LCE audit reform plans take a step forward
18 December 2020: Plans for a simplified auditing standard for less complex entities moved a step closer this week after the International Auditing and Assurance Standards Board unanimously approved the project proposal and committed to publishing an Exposure Draft of the new standard in June next year.
The project proposal for a separate auditing standard for less complex entities (LCEs) was officially ratified at standards body the International Auditing and Assurance Standards Board’s (IAASB) December 2020 meeting, more than four years after the concept was first floated. The IAASB has already published a new communique, with details of current thinking on what the standard will look like, which entities it will apply to and the development timeline.
The new standard will be based on concepts and principles similar to those used in the International Standards on Auditing (ISAs).
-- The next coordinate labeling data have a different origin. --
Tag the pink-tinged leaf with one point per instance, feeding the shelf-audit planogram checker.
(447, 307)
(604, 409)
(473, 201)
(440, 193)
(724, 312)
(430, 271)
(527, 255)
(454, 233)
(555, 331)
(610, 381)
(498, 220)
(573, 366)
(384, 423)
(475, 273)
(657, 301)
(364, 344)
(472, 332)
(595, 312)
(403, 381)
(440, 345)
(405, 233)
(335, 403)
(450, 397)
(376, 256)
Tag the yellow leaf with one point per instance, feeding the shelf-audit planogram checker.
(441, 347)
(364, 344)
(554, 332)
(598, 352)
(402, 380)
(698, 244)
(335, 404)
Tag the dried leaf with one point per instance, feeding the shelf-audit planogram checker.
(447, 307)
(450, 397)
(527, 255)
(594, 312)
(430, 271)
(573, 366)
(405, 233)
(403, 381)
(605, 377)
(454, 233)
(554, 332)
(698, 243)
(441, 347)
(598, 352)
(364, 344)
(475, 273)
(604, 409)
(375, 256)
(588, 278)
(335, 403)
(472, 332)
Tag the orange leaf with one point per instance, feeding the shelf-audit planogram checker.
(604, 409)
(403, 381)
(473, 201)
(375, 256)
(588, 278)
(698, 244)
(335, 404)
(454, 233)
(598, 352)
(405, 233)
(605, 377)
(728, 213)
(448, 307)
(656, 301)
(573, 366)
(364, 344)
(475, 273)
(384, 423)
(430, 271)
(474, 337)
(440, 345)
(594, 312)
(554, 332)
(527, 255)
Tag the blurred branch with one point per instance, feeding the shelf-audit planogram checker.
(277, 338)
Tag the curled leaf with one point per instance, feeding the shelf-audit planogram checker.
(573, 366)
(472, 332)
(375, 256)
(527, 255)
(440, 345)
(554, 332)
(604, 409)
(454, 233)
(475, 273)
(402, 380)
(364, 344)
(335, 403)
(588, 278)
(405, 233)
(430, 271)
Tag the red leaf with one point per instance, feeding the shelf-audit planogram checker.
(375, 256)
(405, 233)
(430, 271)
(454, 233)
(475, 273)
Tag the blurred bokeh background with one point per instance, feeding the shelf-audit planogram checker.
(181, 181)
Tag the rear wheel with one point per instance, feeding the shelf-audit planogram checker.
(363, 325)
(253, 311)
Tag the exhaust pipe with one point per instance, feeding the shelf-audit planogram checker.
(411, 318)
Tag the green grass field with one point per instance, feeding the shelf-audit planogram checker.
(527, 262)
The audit approach will be risk-based to obtain sufficient appropriate audit evidence to result in a reasonable assurance opinion, the communique says.
Katharine Bagshaw, ICAEW manager of auditing standards said the Institute was delighted that the project proposal had been approved and that the communique reflected the importance the IAASB attached to the project. “It is great news for the world's LCEs, many of which are SMEs, and the timetable demonstrates IAASB's commitment to the project,” Bagshaw said.
Bagshaw added she was pleased to see several important clarifications, including the fact that engagements will be audit-level reasonable assurance engagements, rather than lower-level limited review engagements. The IAASB also confirmed that the LCE standard would be standalone, based on ISAs but not necessarily identical. “We have been clear that we believe the wording needs to be fit for purpose and meet the needs of LCEs,” she added.
The approval and the communique come just a week after ICAEW CEO Michael Izza wrote to IAASB chair Tom Seidenstein, calling for decisive action on a new standard. In his letter, Izza warned that the new standard needed to be a priority, amid concerns that the complexity of current requirements for SMEs could hamper efforts to rebuild the global economy.
While there is still work to be done on defining the scope of the standard, Bashaw said she welcomed clarification in the communique that the responsibility for application would be at national level. “We’re delighted that the communique has clarified a number of areas and we look forward keenly to the Exposure Draft in June next year.”